2021年10月18日

小板の雪景色

小板の冬は、おおよそ2月の10日がピークである。12月の終わりから、ひたすら寒さに向かって走り続けた冬将軍が一息をつく、それが2月の10日頃、昔の小板の住民はひたすら体を小さくして冬将軍のご機嫌を損じないようにと、その日を待った。時折、無謀にも「何を」と挑戦して事故につながった人もいて自然は非情である。私の知る限り近辺で雪で死亡の悲劇をもたらしたのが2件あった。かく云う私も死の直前まで追い込まれた事がある。大自然の前には私達は本来は無力なのだ。

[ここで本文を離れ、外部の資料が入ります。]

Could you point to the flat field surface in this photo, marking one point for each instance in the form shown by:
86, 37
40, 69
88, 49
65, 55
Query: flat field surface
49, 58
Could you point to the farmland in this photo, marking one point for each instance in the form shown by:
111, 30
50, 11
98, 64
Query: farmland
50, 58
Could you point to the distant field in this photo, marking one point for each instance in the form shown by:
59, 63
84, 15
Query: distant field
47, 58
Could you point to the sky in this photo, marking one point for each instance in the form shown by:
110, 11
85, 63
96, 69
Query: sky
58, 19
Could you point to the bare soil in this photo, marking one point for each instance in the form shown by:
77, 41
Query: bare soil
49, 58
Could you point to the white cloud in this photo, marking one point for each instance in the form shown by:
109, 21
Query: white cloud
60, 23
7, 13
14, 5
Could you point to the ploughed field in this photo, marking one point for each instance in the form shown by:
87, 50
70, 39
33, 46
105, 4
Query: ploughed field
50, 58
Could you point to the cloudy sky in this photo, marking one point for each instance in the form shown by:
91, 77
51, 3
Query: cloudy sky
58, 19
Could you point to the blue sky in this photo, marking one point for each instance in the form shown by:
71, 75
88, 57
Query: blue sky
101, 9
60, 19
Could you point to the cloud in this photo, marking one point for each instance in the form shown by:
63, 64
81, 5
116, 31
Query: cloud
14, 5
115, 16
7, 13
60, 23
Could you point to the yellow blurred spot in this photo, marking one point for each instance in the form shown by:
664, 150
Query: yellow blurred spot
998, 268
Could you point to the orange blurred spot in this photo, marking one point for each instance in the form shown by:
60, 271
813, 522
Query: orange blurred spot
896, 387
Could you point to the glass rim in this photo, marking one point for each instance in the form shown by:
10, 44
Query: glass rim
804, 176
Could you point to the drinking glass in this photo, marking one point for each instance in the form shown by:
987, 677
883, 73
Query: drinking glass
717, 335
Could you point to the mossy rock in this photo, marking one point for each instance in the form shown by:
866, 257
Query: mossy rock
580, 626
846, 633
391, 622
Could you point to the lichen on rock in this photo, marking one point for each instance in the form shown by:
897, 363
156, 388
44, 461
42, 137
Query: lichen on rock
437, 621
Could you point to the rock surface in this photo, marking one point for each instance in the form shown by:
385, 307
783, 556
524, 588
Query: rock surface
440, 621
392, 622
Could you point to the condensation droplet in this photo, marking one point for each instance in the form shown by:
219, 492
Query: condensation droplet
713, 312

私は福井市の生まれで三国港で育った。彼の地も雪国で雪は珍しくないが雪質が違う。標高のせいなのか、海が近いせいなのかは知らないが、小板に帰っての冬は異常な体験だった。人生の殆どを過ごして厳しい小板の冬が私の常識になったのだが。

貴方は雪の結晶をご存知だろう、六角形の見事な結晶を。雪国でなくても雪が降れば見ることができる。ところが雪片に目を凝らすと見る見る溶けてあの見事な造形をはっきりとは確認できない。結晶が六角形であることぐらいは見れるが写真で見る鋭角の美しい造形は運が良くても一瞬で消え去る。

ところがここ小板では中国山地の北面を駆け上がってきた水蒸気が低温と低湿度のお陰で見事な結晶を披露してくれる。その六角形の芸術品は数々の造形の違いを演じて、雪国の寒さを一瞬忘れさせる。寒さの厳しい日は結晶が崩れるのが遅くて次々と現れる造形に時間を忘れたものだ。

貴方が早起きなら新雪の雪面に様々な生き物の足跡を見る。その形で昨夜の動物たちの行動を想像する。雪に覆われた世界は動物たちにとって生き残りゲームの壮絶な戦い、しかし私達人間は足跡から動物を想像し、彼等の行動を想像する。その生き残りゲームの足跡から、こっちも負けられないと気力を振り絞る。静かな早朝の新雪は命の戦いの厳しさを伝えてくる、そんな視点で足跡を見てやってほしい。

早朝、一面の銀世界は雪国ならどこでも同じ、ではない。地形や気候、高度、湿度、温度で様々に変化する。冬も日毎に新しい側面を見せる。それを感じ取るか、取らないかで、貴方の思いも変わるだろう。都会は住みやすい、小板は住むには様々な困難がある、 しかし、目をこらせば貴方の知らなかった一面を持っている、住む住まないは別にして、貴方の知らない小板の自然を見て欲しい、これは都会で育ち、小板で人生を送った老人のささやかな願いである。